A Tram@
Suspense sombrio escrutina a intricada relação entre escritores e a escrita
Vida de escritor não é fácil. Escrever quem sabe até possa parecer simples sob a ótica do ceticismo, mas desponta como uma laboração desafiadora para os artífices das palavras, reclamando pelo aperfeiçoamento sucessivo, a incessante reinvenção da verve, com dedicação exacerbada para expandir a trama. Uma vez penejada, a obra pode proporcionar tudo ao autor, desde conquistas inefáveis a, simplesmente, nada. E uma vez que se dialogue com o almejado sucesso, a partir daí os problemas são acentuados, é a “famosa” responsabilidade, tornando a jornada mais fatigante. Portanto, algum literato permaneceria impassível diante da provável melhor história que poderia escrever? Não, presumivelmente, só que: e se o tal enredo não tiver sido vicejado pela própria mente?
“A trama”, assinado pela autora norte-americana Jean Hanff Korelirz, é um dos livros que melhor aborda a intrínseca relação forjada entre escritores e a atividade de esboçar uma narrativa. Esse encadeamento é erigido por meio de uma história apinhada de conflitos inerentes, carregada de uma ironia ingente, deliciosa, também repleta de sarcasmo e com um vislumbre um tantinho pessimista.
Nas primeiras páginas, a trama começa a ser tecida com o frustrado Jacob Finch Bonner. Carregando sobre as costas o peso de fracassos literários, o escritor precisa lidar com a falta de inspiração e utiliza suas habilidades literárias para ministrar aulas a pretensos escritores. Durante o curso de escrita criativa, seu caminho cruza com Evan Parker, que compartilha com Jacob um notável enredo que, sem chance de erro, seria sucesso garantido de críticas, esbanjando poder suficiente para impulsionar uma carreira no competitivo mercado editorial.
Anos se passaram e após descobrir que o antigo aluno faleceu prematuramente, não chegando a publicar a história, Jacob não hesita em se apoderar do enredo, ainda fresco em sua mente. Tudo que almejava, enfim, tornou-se concreto: o livro foi publicado, pululou até se tornar um best-seller, além de não receber reações acutilantes por parte dos leitores ou diatribes assinadas pelos exigentes críticos. Mesmo assim, o passado insiste em bater a porta. A nódoa ameaçadora surge anonimamente, através de sucessivas acusações de ter afanado a história.

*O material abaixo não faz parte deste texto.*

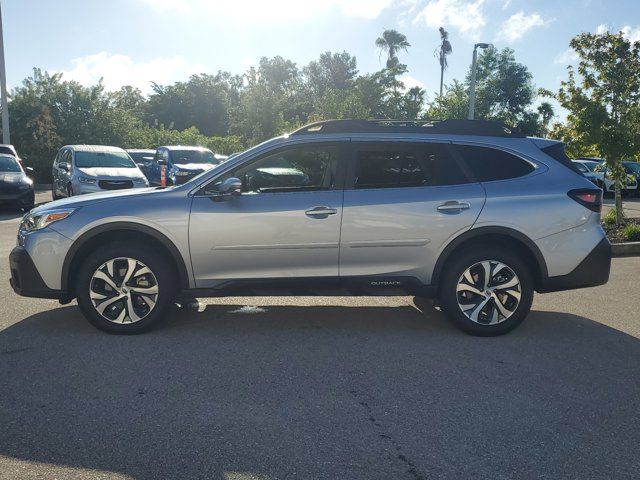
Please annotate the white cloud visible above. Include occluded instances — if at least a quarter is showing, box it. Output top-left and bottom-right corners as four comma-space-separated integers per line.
138, 0, 403, 23
621, 25, 640, 42
596, 24, 640, 42
496, 11, 549, 42
553, 47, 580, 65
398, 75, 424, 92
414, 0, 487, 38
61, 52, 205, 93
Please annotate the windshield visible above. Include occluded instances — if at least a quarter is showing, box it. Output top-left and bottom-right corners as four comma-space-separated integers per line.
0, 147, 14, 156
171, 150, 220, 165
128, 152, 155, 163
0, 155, 22, 173
76, 152, 136, 168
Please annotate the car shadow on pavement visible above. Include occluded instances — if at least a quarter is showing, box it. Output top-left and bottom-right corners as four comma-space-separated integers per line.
0, 304, 640, 480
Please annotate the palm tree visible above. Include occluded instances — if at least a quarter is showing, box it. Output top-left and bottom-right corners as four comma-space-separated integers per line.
538, 102, 555, 137
376, 30, 411, 68
436, 27, 453, 97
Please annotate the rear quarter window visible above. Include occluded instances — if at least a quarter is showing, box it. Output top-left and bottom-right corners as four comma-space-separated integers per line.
455, 145, 534, 182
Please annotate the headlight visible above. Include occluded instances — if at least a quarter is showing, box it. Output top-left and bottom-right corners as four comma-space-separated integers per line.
20, 208, 75, 232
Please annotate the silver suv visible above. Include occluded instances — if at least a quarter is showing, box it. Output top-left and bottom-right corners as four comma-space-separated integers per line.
51, 145, 149, 200
10, 120, 611, 335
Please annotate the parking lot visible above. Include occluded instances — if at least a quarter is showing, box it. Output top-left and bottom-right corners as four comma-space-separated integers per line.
0, 189, 640, 480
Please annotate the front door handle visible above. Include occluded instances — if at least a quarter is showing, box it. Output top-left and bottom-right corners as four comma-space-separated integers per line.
304, 207, 338, 217
438, 200, 471, 213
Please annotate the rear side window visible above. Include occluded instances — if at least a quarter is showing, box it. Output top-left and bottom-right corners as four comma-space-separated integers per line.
354, 144, 468, 189
455, 145, 534, 182
541, 142, 580, 172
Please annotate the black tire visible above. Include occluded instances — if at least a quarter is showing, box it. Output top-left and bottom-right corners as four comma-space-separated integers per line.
439, 245, 534, 337
76, 242, 176, 334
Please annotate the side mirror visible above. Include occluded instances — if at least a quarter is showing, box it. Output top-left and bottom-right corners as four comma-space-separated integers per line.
218, 177, 242, 198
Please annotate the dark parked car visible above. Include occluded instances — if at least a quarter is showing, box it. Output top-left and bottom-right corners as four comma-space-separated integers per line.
144, 146, 227, 186
0, 153, 35, 211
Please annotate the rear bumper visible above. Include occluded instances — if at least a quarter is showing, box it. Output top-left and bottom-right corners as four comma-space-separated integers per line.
537, 238, 611, 293
9, 247, 67, 300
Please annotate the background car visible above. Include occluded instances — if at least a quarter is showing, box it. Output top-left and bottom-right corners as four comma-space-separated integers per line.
593, 163, 638, 195
573, 160, 602, 188
0, 153, 35, 211
127, 148, 156, 178
145, 145, 227, 186
51, 145, 149, 200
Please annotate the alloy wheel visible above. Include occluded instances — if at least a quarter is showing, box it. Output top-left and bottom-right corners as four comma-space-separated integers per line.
89, 257, 158, 324
456, 260, 522, 325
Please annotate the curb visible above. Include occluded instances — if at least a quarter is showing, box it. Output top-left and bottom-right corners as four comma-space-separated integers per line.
611, 242, 640, 257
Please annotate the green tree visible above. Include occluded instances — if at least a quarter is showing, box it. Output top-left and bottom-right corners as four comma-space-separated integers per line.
376, 30, 411, 69
538, 102, 555, 137
436, 27, 453, 96
555, 32, 640, 224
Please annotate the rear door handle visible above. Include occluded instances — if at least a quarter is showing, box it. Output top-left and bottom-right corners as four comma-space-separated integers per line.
304, 207, 338, 217
438, 200, 471, 213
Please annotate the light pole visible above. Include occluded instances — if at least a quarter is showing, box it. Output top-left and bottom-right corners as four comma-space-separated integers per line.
469, 43, 492, 120
0, 4, 11, 143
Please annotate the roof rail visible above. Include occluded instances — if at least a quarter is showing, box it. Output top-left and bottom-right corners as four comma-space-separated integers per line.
291, 119, 524, 138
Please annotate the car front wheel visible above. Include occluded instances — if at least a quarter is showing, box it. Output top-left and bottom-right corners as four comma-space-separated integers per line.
439, 246, 533, 336
76, 243, 175, 334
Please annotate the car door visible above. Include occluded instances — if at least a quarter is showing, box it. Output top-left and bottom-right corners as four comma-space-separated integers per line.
340, 140, 485, 284
189, 142, 344, 288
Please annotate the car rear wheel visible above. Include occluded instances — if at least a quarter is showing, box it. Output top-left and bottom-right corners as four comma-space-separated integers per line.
439, 246, 533, 336
76, 243, 176, 334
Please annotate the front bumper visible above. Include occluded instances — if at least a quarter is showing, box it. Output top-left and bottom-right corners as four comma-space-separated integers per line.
9, 247, 67, 300
536, 238, 611, 293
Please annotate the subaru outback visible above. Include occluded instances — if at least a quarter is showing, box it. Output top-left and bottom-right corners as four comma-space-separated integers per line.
10, 120, 611, 336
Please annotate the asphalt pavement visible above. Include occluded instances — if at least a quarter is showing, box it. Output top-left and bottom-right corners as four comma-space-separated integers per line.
0, 195, 640, 480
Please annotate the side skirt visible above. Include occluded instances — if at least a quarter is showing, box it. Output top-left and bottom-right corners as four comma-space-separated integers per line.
180, 276, 437, 298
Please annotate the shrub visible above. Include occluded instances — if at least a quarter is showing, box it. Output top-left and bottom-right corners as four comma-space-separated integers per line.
602, 208, 624, 226
622, 223, 640, 242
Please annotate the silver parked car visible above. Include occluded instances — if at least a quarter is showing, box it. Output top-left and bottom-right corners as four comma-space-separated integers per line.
51, 145, 149, 200
10, 120, 611, 335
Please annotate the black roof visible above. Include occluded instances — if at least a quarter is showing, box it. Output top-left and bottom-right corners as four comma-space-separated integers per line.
291, 119, 524, 138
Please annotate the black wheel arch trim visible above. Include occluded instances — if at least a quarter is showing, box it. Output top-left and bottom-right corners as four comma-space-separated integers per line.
61, 222, 190, 291
430, 226, 548, 285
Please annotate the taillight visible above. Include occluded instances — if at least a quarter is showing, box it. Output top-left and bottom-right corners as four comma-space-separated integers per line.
567, 188, 602, 213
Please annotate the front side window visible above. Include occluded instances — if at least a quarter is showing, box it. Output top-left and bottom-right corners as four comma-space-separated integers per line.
206, 146, 339, 193
456, 145, 535, 182
354, 144, 467, 189
0, 155, 22, 173
576, 163, 589, 173
76, 152, 136, 168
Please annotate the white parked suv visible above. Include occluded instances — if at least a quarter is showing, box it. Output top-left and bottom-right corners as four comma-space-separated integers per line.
10, 120, 611, 335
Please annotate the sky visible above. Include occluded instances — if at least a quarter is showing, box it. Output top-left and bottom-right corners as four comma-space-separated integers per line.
0, 0, 640, 116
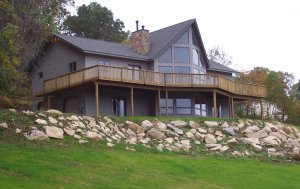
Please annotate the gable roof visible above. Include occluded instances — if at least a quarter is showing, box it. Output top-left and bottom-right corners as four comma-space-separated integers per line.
207, 60, 239, 73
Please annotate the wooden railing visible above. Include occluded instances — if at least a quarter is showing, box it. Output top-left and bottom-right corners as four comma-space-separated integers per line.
43, 65, 267, 97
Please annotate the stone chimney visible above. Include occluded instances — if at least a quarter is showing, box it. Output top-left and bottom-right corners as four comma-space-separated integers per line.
131, 21, 150, 54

Sem recorrer muito ao arcabouço de uma obra com característica mais comercial, “A trama” se desenrola paralelo a um suspense escalonado, visceral, envolvente a despeito da previsibilidade que acaba suscitando. A narrativa pode parecer apática no início, mas gradativamente o motor a impulsioná-la sofre um processo de combustão mais célere, ganhando fôlego, ronronando forte até embalar por completo. Ainda assim, perante alguns leitores, a história pode parecer tomada por certa prolixidade, com a fluidez sendo conspurcada por baralhadas passagens que ocorrem durante seu desenrolar.
Em contrapartida, caso o leitor não esteja tão familiarizado com enredos carregados de reviravoltas, a história poderá se revelar mais descortinadora. O livro escrito por Jean Korelirz possui variado número de apelos, importantes nuances, mas o principal atrativo talvez habite a maneira fulcral como explora a ambígua relação entre escritores e sua sorumbática escrita.